About eight years ago I thought I was building a really special PC with a Intel DG41RQ mainboard, Celeron E3300 CPU and 2 GB of RAM. The article series started here: https://enzedtech.blogspot.com/2010/10/rebuilding-my-pc-1.html
Unfortunately I outgrew that computer pretty quickly because it could only take 4 GB of RAM in total and therefore became pretty slow with later versions of Windows. However it would work fairly well under Linux. I often wondered why I bought a LGA775 system that was right at the end of that generation of CPU, and it looks like cost was an issue. The Celeron E3300 did support hardware virtualisation though (that was something that would have been useful if the computer had enough RAM, as 4 GB was barely enough just for Windows).
These days I try to do a better job but at times there can still be a price/performance tradeoff to consider, the main reason why I have a serverpc that only has 16 GB of RAM in it because the board only has two memory slots. Well we could put 16 GB DIMMs into the two slots but would have to throw away the existing RAM. Most of the time I try to buy something with four slots, and that's why the computer this is being written on has 32 GB in it.
Now to focus on good free backup software for Windows.
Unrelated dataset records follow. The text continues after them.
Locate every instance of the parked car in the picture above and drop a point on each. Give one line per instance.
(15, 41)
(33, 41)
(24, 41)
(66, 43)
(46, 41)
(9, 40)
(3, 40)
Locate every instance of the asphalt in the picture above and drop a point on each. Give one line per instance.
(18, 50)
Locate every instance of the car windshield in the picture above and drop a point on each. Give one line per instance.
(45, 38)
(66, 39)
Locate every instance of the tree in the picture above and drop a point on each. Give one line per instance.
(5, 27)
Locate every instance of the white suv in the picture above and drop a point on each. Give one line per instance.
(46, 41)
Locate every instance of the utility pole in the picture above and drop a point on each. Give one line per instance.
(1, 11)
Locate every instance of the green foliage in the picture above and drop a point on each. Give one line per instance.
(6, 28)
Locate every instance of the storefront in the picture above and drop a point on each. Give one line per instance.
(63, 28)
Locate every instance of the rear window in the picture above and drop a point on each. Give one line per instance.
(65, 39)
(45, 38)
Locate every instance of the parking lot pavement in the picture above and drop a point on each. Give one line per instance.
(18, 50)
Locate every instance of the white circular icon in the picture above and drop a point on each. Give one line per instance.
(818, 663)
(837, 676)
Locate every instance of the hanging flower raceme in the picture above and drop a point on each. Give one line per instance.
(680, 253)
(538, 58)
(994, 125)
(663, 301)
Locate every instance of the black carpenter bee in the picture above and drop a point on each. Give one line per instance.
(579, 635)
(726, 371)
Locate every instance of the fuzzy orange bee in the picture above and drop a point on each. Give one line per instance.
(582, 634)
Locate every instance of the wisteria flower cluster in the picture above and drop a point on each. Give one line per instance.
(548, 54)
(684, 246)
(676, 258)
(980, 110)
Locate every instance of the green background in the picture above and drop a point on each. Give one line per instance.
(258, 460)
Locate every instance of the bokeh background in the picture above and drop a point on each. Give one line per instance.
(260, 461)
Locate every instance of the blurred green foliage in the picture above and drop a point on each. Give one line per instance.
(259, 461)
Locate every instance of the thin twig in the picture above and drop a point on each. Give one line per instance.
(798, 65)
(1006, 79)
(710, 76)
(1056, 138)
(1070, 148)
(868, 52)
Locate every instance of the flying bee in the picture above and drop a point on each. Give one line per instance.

I may have written about this before but that particular post isn't easy to find. I get asked this question from time to time so here is an answer. The two best free packages in my view are NCH FileFort and Cobian Backup. FileFort is a commercial package that has a free edition for home use, while Cobian is just free. I used to use Cobian to backup my systems when everything was running Windows, but of course now I don't have a need for it.
FileFort is perhaps a little more user friendly than Cobian however whereas Cobian will simply stop reporting error messages if there are too many, FileFort's problem is it will stop running if there are too many errors. This is annoying because you should be able to just check the errors later (they may happen for reasons like being in use as not all software packages can handle this well). Cobian also has the ability to use VSS which means it can copy in use files. So Cobian is probably the better of the two, however FileFort is probably more up to date (Cobian does work with Win10 so it's OK for a few more years, anyhow).